A reminder that global challenges need international co-operation
This worldwide crisis is providing a painful reminder that many critical development challenges cannot be solved by individual countries working in isolation. While news articles cite examples of competition and beggar-thy-neighbour behaviour when it comes to securing medical equipment and provisions, there is a clear need for focus and investment on how to achieve common goals across all countries and challenges, including pandemics, climate change and security. These global challenges will not be addressed by development agencies on their own, but will need co-operation for example with health or environmental ministries, as Professor Inge Kaul has argued in a previous report.
Our actions are intertwined now more than ever. The above examples demonstrate how global challenges require knowledge-sharing and collaboration between all countries.

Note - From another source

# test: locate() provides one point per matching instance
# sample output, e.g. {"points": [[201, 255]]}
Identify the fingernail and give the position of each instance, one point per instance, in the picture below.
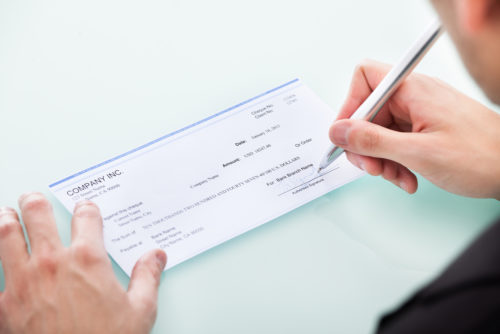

This crisis offers a once in a lifetime opportunity to finally move away from an old paradigm of traditional donor–recipient aid, and towards a model of international co-operation, independent from income per capita. We should not miss this opportunity.
 Referring to fiscal packages announced by Australia, Canada, European Union, France, Germany, Japan, Republic of Korea, Italy, United Kingdom and United States as of April 3rd 2020.
*This blog series contributes to the debate on new approaches to international co-operation and public funding to support sustainable development and global public goods. The COVID-19 crisis is showing us that international co-operation is vital. So, what lessons can be drawn from the response to global challenges such as pandemics and the climate emergency?
Offering personal insights from across the globe, this series, co-hosted by Development Initiatives, United Nations University International Institute for Global Health and OECD Development Centre complements Wilton Park’s Future of Aid dialogue, with partners Joep Lange Institute and Coalition for Global Prosperity.